EffectorFisher-core Module (Python Library)

The EffectorFisher module is a Python library used for comparing pangenome-derived protein isoform profiles with host virulence/disease phenotyping, to predict candidate effectors with strong phenotypic-association. EffectorFisher can be used to refine the output of Predector, which combines multiple methods to predict proteins with effector-like properties.

EffectorFisher was developed at the Centre for Crop and Disease Management (CCDM) by Mohitul Hossain within RTP/GRDC-funded Ph.D. project CUR2301-006RSX, with additional support from the Western Australian Agricultural Research Collaboration (WAARC), under the supervision of Dr James Hane and co-supervision of Drs Huyen Phan and Kristina Gagalova. Assistance with code development was provided by Dr Kristina Gagalova and Mr Pavel Misiun, with testing performed by Ms Naomi Gray.

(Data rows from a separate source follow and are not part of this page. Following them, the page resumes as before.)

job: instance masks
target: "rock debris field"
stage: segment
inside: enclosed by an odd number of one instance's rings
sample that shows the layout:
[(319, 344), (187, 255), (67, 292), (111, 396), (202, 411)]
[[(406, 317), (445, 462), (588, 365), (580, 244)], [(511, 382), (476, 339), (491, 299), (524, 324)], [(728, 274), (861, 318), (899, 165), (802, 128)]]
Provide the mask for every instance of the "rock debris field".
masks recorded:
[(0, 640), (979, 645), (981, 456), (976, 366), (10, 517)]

A manuscript describing this method is currently under review, if you use EffectorFisher please check this space for citation details.

Installation

EffectorFisher-core is a command-line tool, written as Python.

Requirements

Python 3.6 or newer. More details can be found here.
pip installed, with pip >= 21.0 recommended. More details about pip installation can be found here.
Internet connection to install from GitHub

Quick installation from GitHub

pip install git+https://github.com/ccdmb/EffectorFisher-core.git

This will:

Download the latest version of the tool
Install all required dependencies
Register the command-line tool effectorfisher-core.py

Manual Installation (From Cloned Repository)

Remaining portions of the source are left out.